How do we market our products in the airgun industry? Is there more we can be doing, and what can we learn from other industries? Nick Robbins finds out
There’s legalese, management speak and the unique brand of cliché spouted by football managers, but often the most offensive language that I encounter is from the world of marketing. A phrase that makes me break out into a cold sweat is ‘key demographic’, possibly as its usage seems to increase an inordinate amount in the run-up to general elections. The memory of William Hague wearing a baseball cap on a log flume in an attempt to capture the youth vote – who his marketing team had decided were his key demographic – is indelibly etched onto the very fabric of my being.
Yet working on magazines also puts me square in the firing line of a large quantity of marketing spiel, in the form of press releases. I was recently forwarded the internal marketing materials of a major musical instrument manufacturer and was staggered at how detailed the picture of their ‘key demographic’ was. Not only were they interested in what music their ideal customer would listen to, but they also predicted where ‘Customer XX’ and ‘Customer XY’ would buy their clothes and what beer they would most likely be seen drinking. This was no rough age bracket and income band-type affair, it was an illustration of the modern consumer: from their jauntily angled hat (bought second-hand apparently) right down to their shoelaces (brightly coloured to signify their individuality, obviously).
These assumptions, made on the back of extensive market research and statistical analysis, no doubt, will form the core of the company’s advertising strategy and dictate the direction of their marketing advances. It’s not even important that these people make up the core of their sales – just that the public believes that these manufactured personas are the ‘key demographic’. It reflects the belief that the product’s image is as important as the product’s quality. As this company was competing in a particularly crowded section of the market, it had invested significant resource into its marketing department and placed a large importance on the non-pecuniary factors that influence a consumer’s buying decisions when faced with similar quality products at a similar price point.
One aspect that the marketing materials highlight is choosing endorsees. Getting the right people seen with your products is a powerful marketing tool. It happens in Airgun Shooter – adverts are littered with references to world and European champions shooting a certain type of pellet or using a certain airgun. But I haven’t yet seen a signature airgun. Would the market respond to a signature air rifle from Mat Manning, Ian Barnett or Nigel Allen? Certainly their respective books and magazines draw in plenty of readers, so if a given airgun company believed that their ideal customer was an Airgun Shooter or an Airgun Fieldcraft: A lifetime of hunting advice reader – and surely many of them do – why should they not think about marketing their next air rifle as a signature model?

PERFECT PITCH: Are your marketing materials targeting the right kind of customer?
Since I started working on Airgun Shooter over three years ago, the quest to define our ‘key demographic’ has continued unabated. The analytical tools and availability of data have increased in quality and quantity in this time – in no small part thanks to the growing move towards the digital medium for magazines. I wonder if any companies in the airgun sector have pored over the available data in as much detail as the MI company I talked about earlier had.

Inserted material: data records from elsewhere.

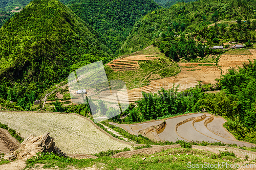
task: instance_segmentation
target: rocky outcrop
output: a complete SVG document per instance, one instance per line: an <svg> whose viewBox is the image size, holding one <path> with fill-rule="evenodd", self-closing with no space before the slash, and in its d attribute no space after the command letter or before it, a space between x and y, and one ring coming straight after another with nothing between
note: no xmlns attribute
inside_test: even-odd
<svg viewBox="0 0 256 170"><path fill-rule="evenodd" d="M151 126L144 129L140 130L138 132L154 141L161 141L162 142L164 142L164 140L162 140L159 137L157 134L157 132L164 128L166 125L166 123L165 122L163 121L162 123L159 125Z"/></svg>
<svg viewBox="0 0 256 170"><path fill-rule="evenodd" d="M66 154L61 152L61 150L55 146L53 138L50 137L49 134L46 133L38 136L29 135L20 144L20 147L12 153L6 155L4 159L27 159L36 156L38 152L53 153L59 156L66 157Z"/></svg>

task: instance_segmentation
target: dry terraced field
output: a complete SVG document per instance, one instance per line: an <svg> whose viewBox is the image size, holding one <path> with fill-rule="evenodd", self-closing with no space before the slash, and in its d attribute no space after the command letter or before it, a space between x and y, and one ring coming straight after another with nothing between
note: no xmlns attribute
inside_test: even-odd
<svg viewBox="0 0 256 170"><path fill-rule="evenodd" d="M221 76L221 70L214 63L180 63L179 65L181 72L177 76L151 80L149 85L128 90L129 102L142 98L141 91L156 93L162 87L165 90L173 88L174 84L179 85L179 90L181 91L196 86L201 81L202 84L214 84Z"/></svg>
<svg viewBox="0 0 256 170"><path fill-rule="evenodd" d="M22 137L50 132L56 145L67 154L93 154L109 150L132 149L111 138L86 118L72 114L47 112L1 112L1 123L19 133Z"/></svg>

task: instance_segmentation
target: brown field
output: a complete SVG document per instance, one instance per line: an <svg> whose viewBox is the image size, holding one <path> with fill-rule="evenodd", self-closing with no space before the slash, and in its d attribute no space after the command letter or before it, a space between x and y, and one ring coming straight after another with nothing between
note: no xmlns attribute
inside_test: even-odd
<svg viewBox="0 0 256 170"><path fill-rule="evenodd" d="M114 71L122 71L139 69L138 61L159 59L159 57L153 57L153 55L143 55L128 56L124 58L114 60L108 64Z"/></svg>
<svg viewBox="0 0 256 170"><path fill-rule="evenodd" d="M238 52L240 51L238 51ZM246 51L241 51L243 52ZM221 68L222 75L227 72L227 70L231 67L238 68L238 66L242 67L244 62L248 63L248 60L253 61L256 59L256 51L250 50L248 51L251 54L246 55L223 55L220 58L218 65Z"/></svg>
<svg viewBox="0 0 256 170"><path fill-rule="evenodd" d="M127 90L129 102L134 102L142 98L141 91L156 93L162 87L165 90L173 88L174 84L179 85L179 90L182 91L195 87L201 81L202 84L215 83L215 79L221 76L221 70L216 66L203 66L207 64L180 63L181 72L177 76L151 80L149 85Z"/></svg>
<svg viewBox="0 0 256 170"><path fill-rule="evenodd" d="M256 146L254 144L236 140L223 126L226 122L221 117L216 117L209 113L197 113L135 124L113 123L110 124L121 127L133 134L141 134L154 141L204 141L234 143L238 147Z"/></svg>

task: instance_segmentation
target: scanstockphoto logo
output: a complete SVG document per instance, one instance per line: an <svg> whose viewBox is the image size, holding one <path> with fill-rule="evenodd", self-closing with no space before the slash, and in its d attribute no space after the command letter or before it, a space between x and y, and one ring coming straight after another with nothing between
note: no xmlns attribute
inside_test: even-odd
<svg viewBox="0 0 256 170"><path fill-rule="evenodd" d="M95 123L113 117L128 108L125 83L108 80L102 61L77 69L68 79L72 102L88 103Z"/></svg>
<svg viewBox="0 0 256 170"><path fill-rule="evenodd" d="M187 167L188 168L235 168L238 169L240 167L243 168L256 169L256 164L239 164L238 163L228 163L228 162L221 162L216 164L210 163L208 162L204 162L204 163L196 163L194 164L191 162L188 162L187 164Z"/></svg>

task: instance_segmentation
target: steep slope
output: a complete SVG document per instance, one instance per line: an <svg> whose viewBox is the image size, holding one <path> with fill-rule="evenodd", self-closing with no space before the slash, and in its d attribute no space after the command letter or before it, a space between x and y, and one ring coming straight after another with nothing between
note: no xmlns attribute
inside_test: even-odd
<svg viewBox="0 0 256 170"><path fill-rule="evenodd" d="M71 69L109 58L93 29L54 0L16 14L0 29L0 97L24 108Z"/></svg>
<svg viewBox="0 0 256 170"><path fill-rule="evenodd" d="M203 40L209 39L213 42L219 43L222 37L228 38L229 37L233 37L234 40L237 40L236 39L239 40L241 37L241 39L244 40L242 38L245 36L244 34L250 34L245 30L249 28L254 31L254 28L251 27L254 27L254 23L251 22L250 26L247 28L243 27L243 24L242 26L238 28L234 26L228 31L226 27L229 25L224 24L222 28L219 26L220 28L218 28L218 31L211 30L212 29L208 30L207 26L220 20L255 18L255 0L246 2L201 0L187 4L178 3L167 9L158 9L148 14L134 25L127 40L122 46L121 52L125 53L129 51L131 53L140 50L152 44L154 40L162 38L163 41L175 40L175 38L179 37L181 33L196 33L193 36L196 37L199 35L200 38L198 40L204 38ZM225 36L224 33L226 32L230 33L229 36ZM208 36L204 35L206 33L209 34ZM233 36L233 34L236 35ZM214 38L216 39L214 39ZM245 40L248 41L248 39Z"/></svg>
<svg viewBox="0 0 256 170"><path fill-rule="evenodd" d="M66 4L99 33L113 53L121 46L136 21L160 8L153 0L74 0Z"/></svg>

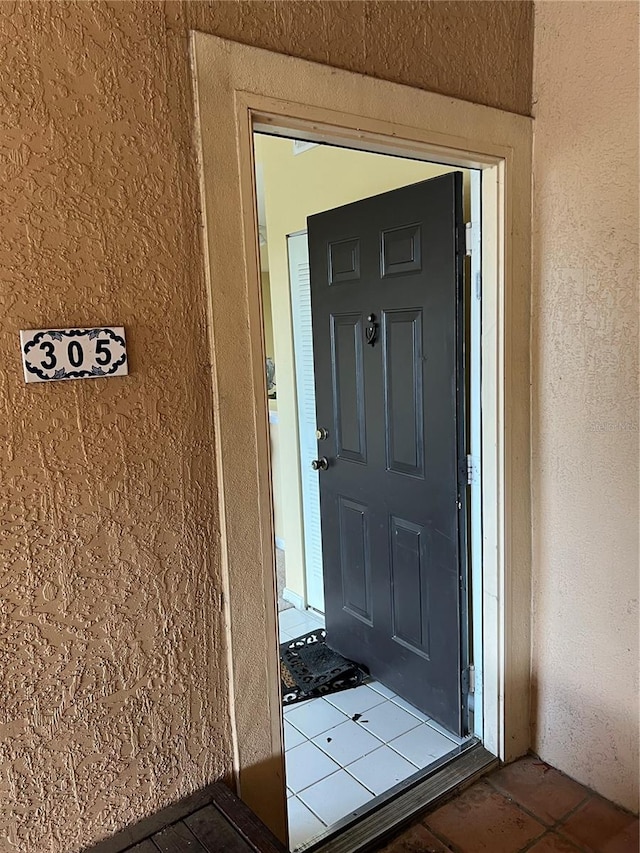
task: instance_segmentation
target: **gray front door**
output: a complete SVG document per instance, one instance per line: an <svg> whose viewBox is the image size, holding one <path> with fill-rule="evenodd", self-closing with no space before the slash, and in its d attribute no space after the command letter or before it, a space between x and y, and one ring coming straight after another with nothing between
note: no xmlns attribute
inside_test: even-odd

Who is the typical airgun buyer? Who is the typical air rifle, air pistol, .177, .22, break barrel, PCP, gas-ram, CO2, synthetic-stocked, wood-stocked, carbine buyer? I doubt too many firms in the airgun industry have the resources or inclination to launch into such a full-scale marketing exercise, but a little knowledge can go a long way.
What is in the name of a new product? Two pages of semantic discussion, discourse analysis and corpus research went into it in the example I read. Then what about the language you use in the your press release, in your adverts, in your sales spiel at game fairs or when you’re visiting stockists? Interestingly, the marketing materials will make their way to stockists in an edited form, making sure that the company’s message retains consistency from manufacturer to distributor to stockist.
The England cricket team came in for some stick recently when their 82-page Ashes cookbook was leaked to the press. The (Australian) press jumped on the story and mocked the micromanagement of the tour, and how every last detail needed to be perfect. Yet the theory was sound – the management felt that anything that could be controlled needed to be, and that diet was something that they could ensure was, in their opinion, correct. It was all geared towards achieving victory in the Ashes (ask me again in time for next month’s column how well that is going). So why should a product launch not be micro-managed in the same way? If you can control who the public sees holding your rifle (at least in the first instance), influence the language used in advertising and during sales pitches to describe it, and control the whole image around it – why wouldn’t you?
One part of the MI company’s advertising strategy was to place adverts in lifestyle publications that supported the image of their ideal customer. It’s an interesting idea, but does the airgun industry have enough data about its customers to draw any concrete conclusions – or are we taking pot-shots at 70 yards in a stiff breeze when it comes to marketing our products to airgunners?